Core Architecture & Design Patterns
Proven solutions to recurring problems. Patterns speed up design and prevent mistakes.
Purpose
Patterns:
- Accelerate design: Don’t solve the same problem twice
- Share knowledge: Common vocabulary for discussion
- Prevent mistakes: Patterns have gotchas documented
- Improve quality: Use proven solutions, not experimental ones
- Enable communication: “Let’s use the retry pattern” means something
Mindset: Every pattern has trade-offs. Use /pb-preamble thinking (challenge assumptions, surface costs) and /pb-design-rules thinking (does this pattern serve Clarity, Simplicity, Modularity?).
Challenge whether this pattern is the right fit for your constraints. Surface the actual costs. Understand the alternatives. A pattern is a starting point, not a law.
Resource Hint: sonnet - Pattern reference and application; implementation-level design decisions.
When to Use Patterns
Use patterns when:
- Problem is common (many projects have this issue)

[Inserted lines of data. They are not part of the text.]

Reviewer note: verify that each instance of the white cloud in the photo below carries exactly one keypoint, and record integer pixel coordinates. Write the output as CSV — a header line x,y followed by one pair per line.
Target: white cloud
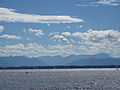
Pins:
x,y
37,32
86,3
89,42
6,36
66,33
108,2
60,38
98,36
35,50
1,28
9,15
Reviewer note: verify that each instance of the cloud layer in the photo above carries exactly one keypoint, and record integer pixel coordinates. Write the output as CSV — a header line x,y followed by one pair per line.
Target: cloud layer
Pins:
x,y
9,15
36,32
7,36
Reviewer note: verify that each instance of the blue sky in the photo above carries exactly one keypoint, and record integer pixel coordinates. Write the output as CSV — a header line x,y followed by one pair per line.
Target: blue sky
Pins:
x,y
59,27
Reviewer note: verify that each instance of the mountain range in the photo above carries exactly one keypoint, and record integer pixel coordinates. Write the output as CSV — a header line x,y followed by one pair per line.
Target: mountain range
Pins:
x,y
79,60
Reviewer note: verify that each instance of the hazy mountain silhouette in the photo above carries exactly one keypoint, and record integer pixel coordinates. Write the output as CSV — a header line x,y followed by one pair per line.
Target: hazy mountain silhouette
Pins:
x,y
97,59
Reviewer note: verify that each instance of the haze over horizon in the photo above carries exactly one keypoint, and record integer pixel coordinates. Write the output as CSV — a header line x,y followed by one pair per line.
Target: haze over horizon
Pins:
x,y
35,28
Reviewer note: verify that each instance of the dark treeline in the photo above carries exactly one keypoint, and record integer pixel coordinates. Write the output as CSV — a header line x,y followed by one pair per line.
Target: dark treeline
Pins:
x,y
61,67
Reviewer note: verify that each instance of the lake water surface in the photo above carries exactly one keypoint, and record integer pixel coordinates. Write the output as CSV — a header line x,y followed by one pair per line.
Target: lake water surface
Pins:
x,y
60,79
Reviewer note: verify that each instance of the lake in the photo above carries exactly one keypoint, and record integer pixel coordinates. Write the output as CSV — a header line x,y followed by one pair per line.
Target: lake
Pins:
x,y
60,79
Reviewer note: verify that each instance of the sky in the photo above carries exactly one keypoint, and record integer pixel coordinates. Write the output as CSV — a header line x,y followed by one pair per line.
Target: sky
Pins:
x,y
35,28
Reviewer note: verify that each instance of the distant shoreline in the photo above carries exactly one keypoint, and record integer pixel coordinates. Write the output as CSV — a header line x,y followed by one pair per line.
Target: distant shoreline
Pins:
x,y
60,67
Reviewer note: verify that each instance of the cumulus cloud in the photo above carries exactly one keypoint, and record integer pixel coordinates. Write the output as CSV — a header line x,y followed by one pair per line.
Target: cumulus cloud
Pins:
x,y
9,15
6,36
60,38
1,28
98,36
66,33
37,32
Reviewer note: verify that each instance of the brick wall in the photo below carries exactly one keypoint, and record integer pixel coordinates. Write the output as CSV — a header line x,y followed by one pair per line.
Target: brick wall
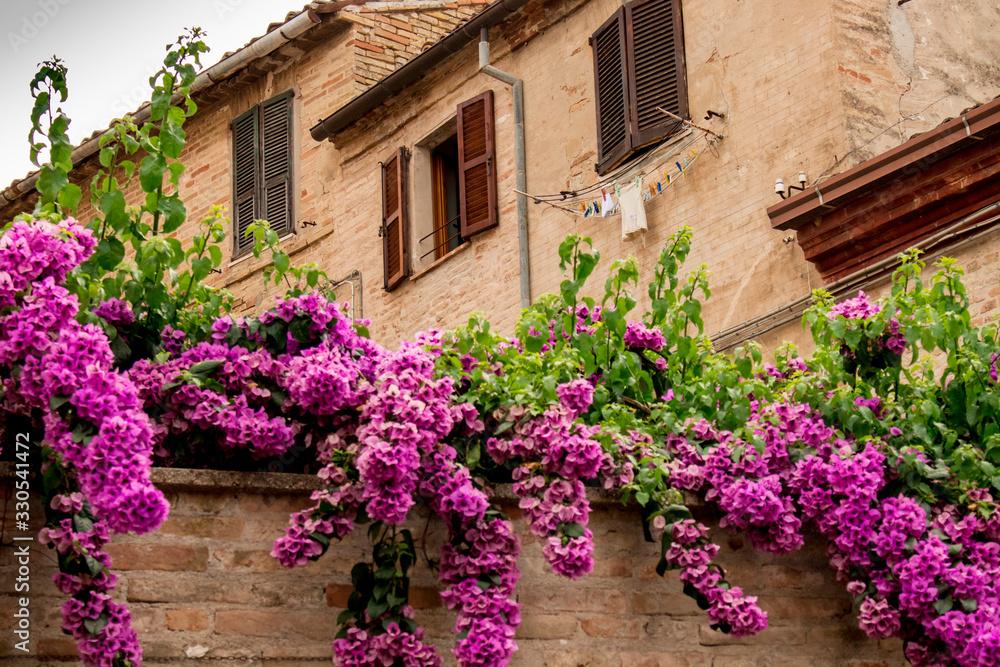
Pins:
x,y
388,34
204,586
798,83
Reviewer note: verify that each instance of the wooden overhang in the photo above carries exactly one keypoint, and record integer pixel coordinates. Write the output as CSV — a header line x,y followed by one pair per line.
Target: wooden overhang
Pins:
x,y
894,200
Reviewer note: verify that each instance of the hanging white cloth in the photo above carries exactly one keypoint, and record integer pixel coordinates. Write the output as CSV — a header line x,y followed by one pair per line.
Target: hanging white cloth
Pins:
x,y
633,210
607,205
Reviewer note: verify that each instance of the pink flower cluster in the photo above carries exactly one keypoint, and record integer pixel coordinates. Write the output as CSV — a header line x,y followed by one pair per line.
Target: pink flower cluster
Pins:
x,y
393,647
929,577
861,308
233,414
639,337
556,453
93,421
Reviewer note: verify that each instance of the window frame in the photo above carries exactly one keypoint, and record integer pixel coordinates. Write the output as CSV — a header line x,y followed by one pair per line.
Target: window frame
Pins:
x,y
623,102
474,126
257,197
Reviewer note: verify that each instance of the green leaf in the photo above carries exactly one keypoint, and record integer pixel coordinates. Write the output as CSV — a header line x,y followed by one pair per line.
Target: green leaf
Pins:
x,y
174,212
205,368
172,138
160,102
110,253
56,402
113,207
943,606
93,565
82,524
95,625
281,262
50,182
151,172
69,196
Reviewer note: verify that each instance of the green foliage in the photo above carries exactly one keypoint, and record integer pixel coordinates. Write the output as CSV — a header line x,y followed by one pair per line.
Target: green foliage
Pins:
x,y
297,279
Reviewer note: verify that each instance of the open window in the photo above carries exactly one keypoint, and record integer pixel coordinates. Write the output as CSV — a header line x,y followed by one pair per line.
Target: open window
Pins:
x,y
262,169
451,190
638,66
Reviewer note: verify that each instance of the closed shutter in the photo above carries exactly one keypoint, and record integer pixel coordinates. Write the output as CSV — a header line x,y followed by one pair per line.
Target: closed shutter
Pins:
x,y
477,186
656,62
276,163
638,66
245,178
611,84
393,230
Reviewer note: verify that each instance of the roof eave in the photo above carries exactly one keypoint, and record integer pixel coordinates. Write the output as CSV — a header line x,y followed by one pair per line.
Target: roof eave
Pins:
x,y
413,70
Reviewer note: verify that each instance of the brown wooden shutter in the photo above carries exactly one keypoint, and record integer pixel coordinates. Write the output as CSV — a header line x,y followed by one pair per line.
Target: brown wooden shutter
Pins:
x,y
611,85
245,178
276,163
477,182
393,230
656,66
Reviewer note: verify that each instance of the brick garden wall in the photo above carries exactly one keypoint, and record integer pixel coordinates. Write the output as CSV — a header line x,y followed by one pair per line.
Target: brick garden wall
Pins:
x,y
204,587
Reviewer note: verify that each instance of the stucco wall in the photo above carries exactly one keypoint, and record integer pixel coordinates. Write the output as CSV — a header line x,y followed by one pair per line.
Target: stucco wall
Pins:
x,y
204,588
802,86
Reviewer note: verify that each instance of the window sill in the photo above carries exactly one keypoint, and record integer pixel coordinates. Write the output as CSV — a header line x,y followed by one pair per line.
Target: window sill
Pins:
x,y
440,261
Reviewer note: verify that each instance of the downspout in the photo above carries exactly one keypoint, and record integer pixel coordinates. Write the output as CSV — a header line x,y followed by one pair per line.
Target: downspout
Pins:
x,y
519,158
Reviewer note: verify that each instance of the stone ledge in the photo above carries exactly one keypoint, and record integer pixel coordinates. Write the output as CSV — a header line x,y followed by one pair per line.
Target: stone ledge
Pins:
x,y
190,479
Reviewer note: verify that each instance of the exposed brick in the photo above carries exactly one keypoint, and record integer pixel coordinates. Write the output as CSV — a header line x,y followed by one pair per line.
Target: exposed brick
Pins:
x,y
175,590
188,620
338,594
672,604
158,557
252,560
611,628
217,528
283,624
547,626
574,599
774,635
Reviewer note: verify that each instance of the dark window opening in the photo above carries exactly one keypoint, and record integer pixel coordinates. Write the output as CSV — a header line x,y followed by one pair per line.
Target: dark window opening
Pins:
x,y
447,212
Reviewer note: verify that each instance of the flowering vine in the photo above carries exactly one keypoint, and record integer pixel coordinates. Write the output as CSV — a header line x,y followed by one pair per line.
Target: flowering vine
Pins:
x,y
893,462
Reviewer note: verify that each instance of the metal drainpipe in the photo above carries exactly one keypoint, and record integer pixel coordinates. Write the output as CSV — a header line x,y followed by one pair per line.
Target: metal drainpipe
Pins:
x,y
522,181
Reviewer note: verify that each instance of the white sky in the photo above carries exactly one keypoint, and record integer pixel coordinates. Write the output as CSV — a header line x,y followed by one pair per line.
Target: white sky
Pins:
x,y
110,47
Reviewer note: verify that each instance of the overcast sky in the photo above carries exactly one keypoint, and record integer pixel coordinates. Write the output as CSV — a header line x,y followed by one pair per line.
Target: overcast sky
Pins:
x,y
111,47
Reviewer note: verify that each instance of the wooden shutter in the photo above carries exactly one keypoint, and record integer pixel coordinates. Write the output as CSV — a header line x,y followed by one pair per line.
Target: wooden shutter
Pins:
x,y
477,183
393,230
245,178
611,85
276,163
656,66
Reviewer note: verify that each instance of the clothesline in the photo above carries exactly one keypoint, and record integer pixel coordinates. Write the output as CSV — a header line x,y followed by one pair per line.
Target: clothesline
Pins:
x,y
608,203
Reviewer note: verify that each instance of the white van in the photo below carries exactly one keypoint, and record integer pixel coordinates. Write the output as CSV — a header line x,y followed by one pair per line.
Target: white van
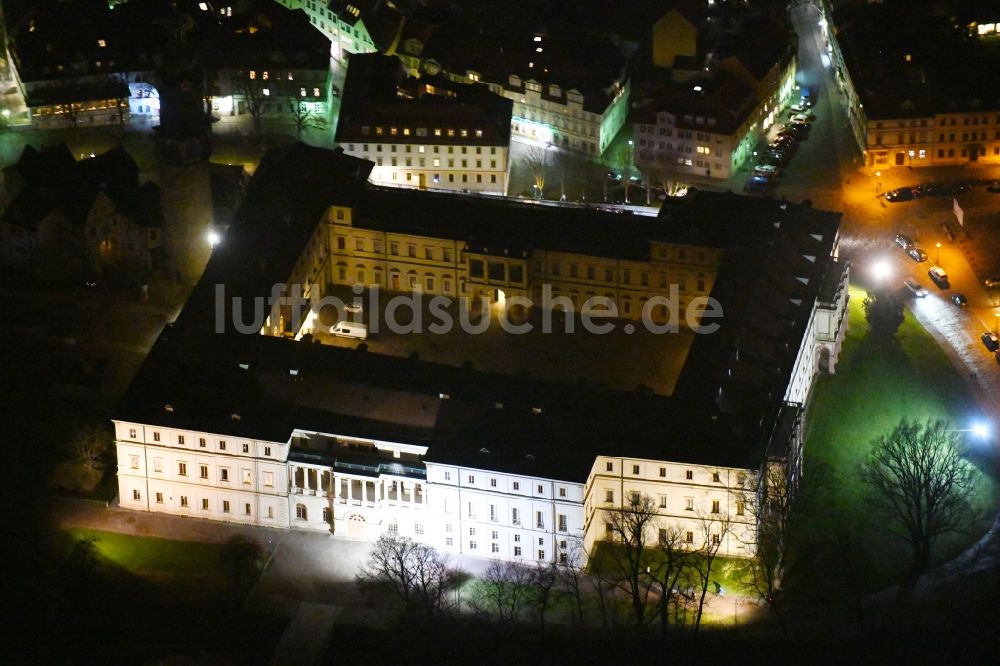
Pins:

- Solution is proven (multiple implementations work well)
- Trade-offs are understood (know pros/cons)
- Context fits (pattern matches your system)
Don’t use patterns when:
- Problem is unique (no precedent)
- Pattern seems forced (doesn’t fit naturally)
- Simple solution exists (YAGNI - You Aren’t Gonna Need It)
- System is too small (overkill)
Architectural Patterns
Pattern: Service-Oriented Architecture (SOA)
Problem: Monolithic system is too big, scales badly, hard to test.
Solution: Break into independent services, each handling one thing.
Structure:
Monolith:
[All code - Orders, Payments, Users, Inventory in one codebase]
SOA:
[Order Service] ←→ [Payment Service]
↓ API calls
[User Service] ←→ [Inventory Service]
How it works:
1. Each service owns its data (no shared database)
2. Services communicate via API (HTTP, gRPC, etc.)
3. Each service deployed independently
4. Each service has its own database
Example: E-commerce
- Order Service: Creates orders, tracks status
- Payment Service: Processes payments, refunds
- Inventory Service: Tracks stock, decrements
- User Service: Manages users, profiles
- Notification Service: Sends emails, SMS
Each service:
- Has own database
- Exposed via REST API
- Deployed separately
- Developed by own team
Pros:
- Independent scaling (payment service under load? Scale just that)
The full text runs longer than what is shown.